NATIVE COPPER : GEOLOGY, CAPITALISM, AND U.S. EXPANSION IN NINETEENTH CENTURY MICHIGAN


LESTER, Gustave Allen, History of Science, Harvard University, 199 Beacon St., Apt B, Somerville, MA 02143

Historians of geology and capitalism are peculiarly well positioned for insightful and productive dialogue. However, the labor of earth scientists is absent from most economic history and history of capitalism. One explanation is that historians of earth science have themselves neglected the history of economic geology. This dual absence is striking. On the one hand, historians of economy and capitalism have long been concerned with elucidating the unequal distribution and development of global economic resources, including mineral resources. On the other hand, these historical processes are contingent on the evolution of the knowledge and technology to locate and extract natural resources—a central concern of earth scientists since the eighteenth-century origins of geology itself.
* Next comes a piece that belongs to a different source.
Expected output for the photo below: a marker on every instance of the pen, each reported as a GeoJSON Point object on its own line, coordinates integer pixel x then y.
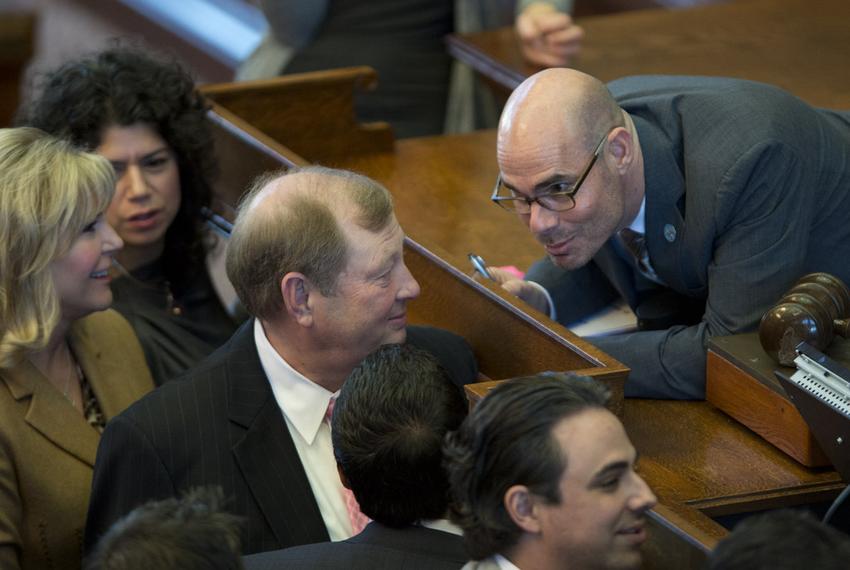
{"type": "Point", "coordinates": [480, 266]}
I argue that greater dialogue will help us understand both how imperial and industrial contexts have motivated and constrained the professional development of geology, as well as the specific ways geologists have facilitated imperial and capitalist projects. To illuminate and explore this historiographical point, I draw on the economic history of an evolving global copper industry and the writings of midwestern geologists to juxtapose the growth of copper smelting in the eastern United States—a response to shifts in international trade policy and global raw material supply—against geologists’ active collaboration with state and federal governments and private extractive industries to promote the settlement and mining of upper Michigan (the Keweenaw Peninsula). Doing so highlights some of the specific ways geologists have contributed to the social construction of natural resource abundance for the growth of commodity frontiers and, by focusing on the professional opportunities afforded by such patronage, reveals how the political economy of U.S. territorial expansion simultaneously stimulated and constrained geological research traditions.